After A Tumultuous Year in the paper industry — marked by quarterly price increases, rising energy and manufacturing costs, as well as several mill closures and scheduled downtime — 2009 looks like it will begin with a reprieve. The cost of paper will actually drop — at least $2 to $3 per hundredweight (cwt), or $40 to $60 per ton — for most grades.
“Prices started declining in October and November,” says Dave Goldschmidt, vice president of marketing, catalog division for paper brokerage Strategic Paper Group.
Freesheet
Freesheet has held better, Goldschmidt says, but the October freesheet increase of $3 was not implemented in most cases. Unlike?quarters with an increase, mills don’t issue press releases when paper prices decline. That’s why learning how much prices declined depends on who you ask and who those people buy paper from.
John Maine, vice president of forest industry research group RISI, says the top-three producers of uncoated freesheet — International Paper, Domtar and Boise — opted to shut more than 500,000 tons of capacity to balance the uncoated freesheet market in 2009 and prevent a price collapse.
Coated papers
Mill and printer inventories of coated papers were still high in October, Maine explains, “but they will likely drop significantly in both November and December as end-users cancel orders at the end of the year in hopes of re-ordering at lower prices in January, while mills take extended holiday shuts to remove excess mill inventory.”
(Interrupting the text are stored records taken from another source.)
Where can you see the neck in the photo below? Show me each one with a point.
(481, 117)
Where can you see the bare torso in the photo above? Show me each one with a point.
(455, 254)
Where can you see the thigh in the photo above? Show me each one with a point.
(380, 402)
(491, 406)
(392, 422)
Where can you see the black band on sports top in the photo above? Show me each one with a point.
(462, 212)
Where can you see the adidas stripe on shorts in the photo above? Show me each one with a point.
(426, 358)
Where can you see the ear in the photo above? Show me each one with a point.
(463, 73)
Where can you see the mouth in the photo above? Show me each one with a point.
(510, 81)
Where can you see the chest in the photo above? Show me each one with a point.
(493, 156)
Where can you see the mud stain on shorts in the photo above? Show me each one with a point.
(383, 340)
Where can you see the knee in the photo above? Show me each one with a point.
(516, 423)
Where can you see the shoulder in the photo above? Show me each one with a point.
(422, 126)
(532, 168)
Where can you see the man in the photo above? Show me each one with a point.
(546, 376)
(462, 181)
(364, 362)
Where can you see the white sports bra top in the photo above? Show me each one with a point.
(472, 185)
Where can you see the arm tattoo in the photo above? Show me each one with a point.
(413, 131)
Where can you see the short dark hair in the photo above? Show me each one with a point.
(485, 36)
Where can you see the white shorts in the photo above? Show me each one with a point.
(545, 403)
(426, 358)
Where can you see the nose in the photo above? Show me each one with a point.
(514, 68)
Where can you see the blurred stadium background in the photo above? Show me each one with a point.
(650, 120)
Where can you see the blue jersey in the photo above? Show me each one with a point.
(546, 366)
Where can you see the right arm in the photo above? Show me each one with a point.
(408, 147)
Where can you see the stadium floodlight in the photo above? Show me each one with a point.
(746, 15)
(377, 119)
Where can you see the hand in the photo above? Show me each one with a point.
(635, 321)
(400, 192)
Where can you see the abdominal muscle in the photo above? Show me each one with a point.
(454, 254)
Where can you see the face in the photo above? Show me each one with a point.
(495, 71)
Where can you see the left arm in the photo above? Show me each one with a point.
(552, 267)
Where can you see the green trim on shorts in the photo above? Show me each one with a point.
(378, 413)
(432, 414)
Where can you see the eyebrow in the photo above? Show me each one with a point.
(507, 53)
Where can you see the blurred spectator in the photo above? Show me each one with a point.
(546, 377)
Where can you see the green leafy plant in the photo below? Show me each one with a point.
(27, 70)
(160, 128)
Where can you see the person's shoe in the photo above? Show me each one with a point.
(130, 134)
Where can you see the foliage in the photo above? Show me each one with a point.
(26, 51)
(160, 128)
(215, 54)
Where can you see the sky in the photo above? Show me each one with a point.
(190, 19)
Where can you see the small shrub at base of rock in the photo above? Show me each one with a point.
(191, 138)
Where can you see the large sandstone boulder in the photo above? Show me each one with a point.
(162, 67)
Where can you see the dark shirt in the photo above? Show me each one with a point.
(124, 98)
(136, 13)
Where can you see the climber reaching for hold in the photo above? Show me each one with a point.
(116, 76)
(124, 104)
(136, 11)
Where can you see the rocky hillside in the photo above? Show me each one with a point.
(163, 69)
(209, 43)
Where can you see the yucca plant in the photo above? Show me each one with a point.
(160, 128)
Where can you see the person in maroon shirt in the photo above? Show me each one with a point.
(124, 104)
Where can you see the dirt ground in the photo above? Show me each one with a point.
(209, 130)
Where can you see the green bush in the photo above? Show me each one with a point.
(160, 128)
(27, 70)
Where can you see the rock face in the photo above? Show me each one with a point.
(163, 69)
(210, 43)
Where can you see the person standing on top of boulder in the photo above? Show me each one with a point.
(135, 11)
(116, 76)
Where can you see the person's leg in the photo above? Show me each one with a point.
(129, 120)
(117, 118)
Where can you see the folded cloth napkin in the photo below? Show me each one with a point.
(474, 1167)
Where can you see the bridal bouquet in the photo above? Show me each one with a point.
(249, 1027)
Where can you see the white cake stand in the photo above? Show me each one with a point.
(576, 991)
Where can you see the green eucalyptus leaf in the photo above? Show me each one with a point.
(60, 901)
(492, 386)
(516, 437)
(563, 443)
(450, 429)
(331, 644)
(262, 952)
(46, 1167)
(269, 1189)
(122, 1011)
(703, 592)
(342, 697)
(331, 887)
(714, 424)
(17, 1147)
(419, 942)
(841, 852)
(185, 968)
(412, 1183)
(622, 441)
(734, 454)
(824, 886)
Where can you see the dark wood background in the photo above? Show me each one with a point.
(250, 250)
What’s more, the demand side of the market remains abysmal. “U.S. shipments plummeted 15% for coated freesheet and 19% for coated mechanical in October, with similarly severe declines expected for November and December,” Maine says. “The only silver lining [for the mills] is that some of this decline is now attributable to inventory reductions.”
Demand to stay down
Blake Hutchison, director of purchasing for catalog printer Arandell Corp., says even though mills will try to take downtime to reduce supply to keep the price levels high, pricing will still go down. “As volumes drop, the need to keep so much inventory on the floor will decrease,” he says.
“Supply is not in line yet with demand, as demand has dropped much faster than the mills can reduce the supply,” Hutchisons says. “As a result, pricing is all over the map.”
Dan Walsh, vice president of catalog/publication papers at distributor Bradner Smith & Co., predicts prices will go even lower in 2009. Fuel surcharges might be reduced at first and then eliminated by the end of the first quarter, he adds. And lead times have decreased.
Still, the mills are not making money, Walsh says, so they have no reason to keep dropping pricing. “The other big question is, will all of the mills be able to survive? If not, the market could tighten up quickly if one of the larger ones falls.”